Making the decision to start therapy can be daunting. During first sessions my clients often ask something along the lines of, “Do you think therapy can help me?” Sometimes this is out of fear that problems are too big (they never are), but often people are concerned about just the opposite. People are often worried that their problems aren’t bad enough to warrant treatment. I can honestly say that this isn’t the case. There is no such thing as a “good enough” reason to seek treatment.
Although I don’t subscribe to the notion that everyone should be in therapy all the time (I believe therapy should be targeted and goal-directed), I do believe that there are many people who could benefit from treatment who are not seeking that help. I frequently see people who have been struggling for months or even for years before they decide to ask for help. While it is certainly true that ups and downs are normal and that life is often painful, it is not true that suffering has to be a part of it. The longer we wait to seek treatment, the harder it can be to find relief.
People start therapy for all kinds of reasons, including mood and anxiety concerns, difficulty managing or forming relationships, coping with events from the past, or setting goals for the future. Reasons for starting therapy can be very broad (“I want to feel better about myself”), or very specific (“I want to stop fighting with my partner”). Problems can feel mild (“my mood has been low”) or debilitating (“I can’t think of a reason to live”). No matter what your reason for considering treatment, it is valid.
So, when is it the right time to start treatment? Here are some signs that now may be a good time:
1. Your methods of coping just aren’t working. Sometimes we tell ourselves that if we just try a little harder, just take a few more deep breaths, just wait another day, it will all get better. Sometimes things do get better, but if those days have turned into weeks, months, or even years, it’s probably time to seek treatment.

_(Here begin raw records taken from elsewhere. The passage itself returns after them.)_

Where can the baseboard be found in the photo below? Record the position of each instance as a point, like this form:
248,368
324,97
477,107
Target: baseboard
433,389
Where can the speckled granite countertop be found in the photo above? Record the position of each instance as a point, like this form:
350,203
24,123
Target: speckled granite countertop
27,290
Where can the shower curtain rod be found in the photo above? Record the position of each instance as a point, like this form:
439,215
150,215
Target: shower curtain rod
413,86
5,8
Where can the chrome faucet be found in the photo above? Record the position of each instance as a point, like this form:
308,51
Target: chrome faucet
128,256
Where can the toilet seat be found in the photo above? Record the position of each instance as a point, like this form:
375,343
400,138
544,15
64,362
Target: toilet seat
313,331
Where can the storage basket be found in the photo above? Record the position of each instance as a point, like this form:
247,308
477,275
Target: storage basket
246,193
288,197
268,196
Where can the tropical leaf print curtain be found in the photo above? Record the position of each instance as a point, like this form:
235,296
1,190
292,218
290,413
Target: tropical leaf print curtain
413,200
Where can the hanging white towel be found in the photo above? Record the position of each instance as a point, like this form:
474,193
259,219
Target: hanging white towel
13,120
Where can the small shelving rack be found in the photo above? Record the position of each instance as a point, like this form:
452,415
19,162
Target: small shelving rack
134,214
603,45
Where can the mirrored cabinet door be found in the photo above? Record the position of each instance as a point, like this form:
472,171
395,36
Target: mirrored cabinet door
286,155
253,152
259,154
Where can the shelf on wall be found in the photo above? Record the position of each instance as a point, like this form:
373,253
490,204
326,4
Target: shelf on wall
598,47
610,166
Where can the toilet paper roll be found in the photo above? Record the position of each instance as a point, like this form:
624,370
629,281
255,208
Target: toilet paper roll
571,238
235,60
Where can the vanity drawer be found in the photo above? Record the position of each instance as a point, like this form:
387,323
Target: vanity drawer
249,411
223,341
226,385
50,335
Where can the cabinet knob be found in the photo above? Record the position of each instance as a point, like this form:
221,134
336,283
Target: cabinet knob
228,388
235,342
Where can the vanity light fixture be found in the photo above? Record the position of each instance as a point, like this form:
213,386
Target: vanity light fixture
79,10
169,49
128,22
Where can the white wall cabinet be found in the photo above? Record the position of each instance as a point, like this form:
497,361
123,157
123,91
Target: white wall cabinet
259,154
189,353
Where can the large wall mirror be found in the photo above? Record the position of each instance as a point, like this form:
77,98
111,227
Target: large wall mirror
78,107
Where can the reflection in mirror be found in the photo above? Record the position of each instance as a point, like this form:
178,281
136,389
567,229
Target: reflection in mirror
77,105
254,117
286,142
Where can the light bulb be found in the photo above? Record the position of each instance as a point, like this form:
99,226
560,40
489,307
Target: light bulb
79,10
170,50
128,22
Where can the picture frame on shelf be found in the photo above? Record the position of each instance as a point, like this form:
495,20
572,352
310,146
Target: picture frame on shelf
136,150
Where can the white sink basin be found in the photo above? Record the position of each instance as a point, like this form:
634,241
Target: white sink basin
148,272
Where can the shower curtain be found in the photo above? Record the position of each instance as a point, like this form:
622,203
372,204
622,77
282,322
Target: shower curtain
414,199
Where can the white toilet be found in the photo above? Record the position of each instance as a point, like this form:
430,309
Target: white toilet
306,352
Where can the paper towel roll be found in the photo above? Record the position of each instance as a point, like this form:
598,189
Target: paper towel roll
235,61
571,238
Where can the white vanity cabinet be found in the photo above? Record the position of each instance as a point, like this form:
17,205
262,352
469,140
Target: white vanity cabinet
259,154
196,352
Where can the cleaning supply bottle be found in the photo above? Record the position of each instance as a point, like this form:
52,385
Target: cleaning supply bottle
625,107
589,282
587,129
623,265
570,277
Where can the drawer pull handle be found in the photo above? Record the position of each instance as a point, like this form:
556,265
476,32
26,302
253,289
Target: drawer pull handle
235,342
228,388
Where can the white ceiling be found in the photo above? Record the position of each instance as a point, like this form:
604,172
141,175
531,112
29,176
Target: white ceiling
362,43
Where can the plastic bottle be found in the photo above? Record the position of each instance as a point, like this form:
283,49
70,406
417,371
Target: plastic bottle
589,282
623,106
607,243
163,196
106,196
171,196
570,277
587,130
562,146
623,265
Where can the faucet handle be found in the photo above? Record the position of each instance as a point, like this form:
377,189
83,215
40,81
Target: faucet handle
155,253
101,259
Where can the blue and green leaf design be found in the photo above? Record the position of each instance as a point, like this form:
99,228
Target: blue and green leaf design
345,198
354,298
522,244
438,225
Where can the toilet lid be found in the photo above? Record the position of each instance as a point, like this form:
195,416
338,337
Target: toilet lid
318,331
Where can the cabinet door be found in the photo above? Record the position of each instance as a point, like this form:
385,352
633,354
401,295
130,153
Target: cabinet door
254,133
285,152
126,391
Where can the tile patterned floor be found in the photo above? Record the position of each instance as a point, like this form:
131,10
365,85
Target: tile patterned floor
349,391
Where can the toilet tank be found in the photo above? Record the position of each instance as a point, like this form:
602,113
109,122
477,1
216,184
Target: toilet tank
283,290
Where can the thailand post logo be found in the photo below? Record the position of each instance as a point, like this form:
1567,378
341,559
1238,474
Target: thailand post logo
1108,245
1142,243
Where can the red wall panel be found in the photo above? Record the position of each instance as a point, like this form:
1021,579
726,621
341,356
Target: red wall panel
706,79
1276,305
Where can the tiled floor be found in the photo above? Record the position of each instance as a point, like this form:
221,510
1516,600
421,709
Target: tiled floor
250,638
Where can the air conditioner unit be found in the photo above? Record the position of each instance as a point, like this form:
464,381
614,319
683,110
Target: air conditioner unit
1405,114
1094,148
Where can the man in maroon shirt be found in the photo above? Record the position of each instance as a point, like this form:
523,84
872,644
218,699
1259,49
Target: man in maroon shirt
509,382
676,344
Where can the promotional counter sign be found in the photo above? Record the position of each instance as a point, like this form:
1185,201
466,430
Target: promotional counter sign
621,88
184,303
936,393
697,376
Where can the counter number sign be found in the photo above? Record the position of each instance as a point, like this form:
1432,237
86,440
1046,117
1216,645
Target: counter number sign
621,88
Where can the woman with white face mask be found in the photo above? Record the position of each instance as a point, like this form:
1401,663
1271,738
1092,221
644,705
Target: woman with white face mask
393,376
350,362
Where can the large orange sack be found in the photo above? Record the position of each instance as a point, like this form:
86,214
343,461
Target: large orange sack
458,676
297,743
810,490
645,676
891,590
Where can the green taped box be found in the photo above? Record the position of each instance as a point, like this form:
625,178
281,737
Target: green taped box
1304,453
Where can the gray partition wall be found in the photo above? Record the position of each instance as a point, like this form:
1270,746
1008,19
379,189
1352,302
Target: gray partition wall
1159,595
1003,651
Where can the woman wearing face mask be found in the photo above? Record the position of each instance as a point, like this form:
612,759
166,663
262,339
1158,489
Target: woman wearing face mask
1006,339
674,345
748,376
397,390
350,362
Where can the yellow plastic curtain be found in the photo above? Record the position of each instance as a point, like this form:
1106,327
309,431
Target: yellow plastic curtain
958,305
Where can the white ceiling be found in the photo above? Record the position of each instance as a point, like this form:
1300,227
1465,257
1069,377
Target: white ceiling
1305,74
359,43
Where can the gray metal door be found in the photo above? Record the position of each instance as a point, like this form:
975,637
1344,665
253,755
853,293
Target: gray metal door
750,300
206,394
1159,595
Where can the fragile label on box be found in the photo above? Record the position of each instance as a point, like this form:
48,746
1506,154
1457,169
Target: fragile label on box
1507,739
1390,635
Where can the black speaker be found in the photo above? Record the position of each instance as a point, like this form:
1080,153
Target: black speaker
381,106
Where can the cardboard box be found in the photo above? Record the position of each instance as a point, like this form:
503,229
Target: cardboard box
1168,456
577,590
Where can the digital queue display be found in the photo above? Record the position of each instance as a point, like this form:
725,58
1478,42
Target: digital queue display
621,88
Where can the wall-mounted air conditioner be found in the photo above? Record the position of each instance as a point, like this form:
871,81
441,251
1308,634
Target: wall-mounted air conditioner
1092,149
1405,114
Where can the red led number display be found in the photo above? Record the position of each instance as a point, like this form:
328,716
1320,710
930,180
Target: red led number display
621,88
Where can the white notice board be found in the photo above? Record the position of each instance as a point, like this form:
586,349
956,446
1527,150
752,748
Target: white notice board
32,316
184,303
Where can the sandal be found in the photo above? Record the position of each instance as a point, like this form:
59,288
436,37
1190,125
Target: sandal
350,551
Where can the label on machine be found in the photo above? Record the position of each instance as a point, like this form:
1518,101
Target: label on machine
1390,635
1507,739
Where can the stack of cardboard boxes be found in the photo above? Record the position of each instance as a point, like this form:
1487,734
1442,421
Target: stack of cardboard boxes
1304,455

2. You’re doing okay now, but feel like the “next thing” may just send you over the edge. People often try to push through on their own and don’t seek treatment until things feel like they are falling apart. Treatment is often more effective (and faster) if it starts before things fall apart. That doesn’t mean all is lost if you wait to seek help, but preventing a crisis is often easier than recovering from one.
3. You aren’t sure what the problem is, but you know there is one. Often people don’t know exactly what needs to change. On the surface, everything may look great. While you may not be able to identify anything in particular that is “wrong,” you still have the feeling that things could be better. Someone who isn’t “in it” (a treatment provider) can help to identify the problem and work toward a solution.
4. You don’t want the same thing to happen again. Sometimes treatment is more about prevention than anything else. Often we make it through difficult situations in one piece but think, “There has to be a better way.” Cycles of difficult relationships, mood swings, depression or anxiety can be broken.
5. You just don’t want to do it alone. Maybe you could push through it and come out okay. That doesn’t mean that’s what you have to do. Treatment can simply help to lighten the load.
Here’s the bottom line: don’t fall for the myth that things need to be “really bad” before you can ask for help. Most of the time, if you are wondering if therapy could help, it probably would. If you are considering therapy, give a provider a call and ask, “Do you think therapy could help?”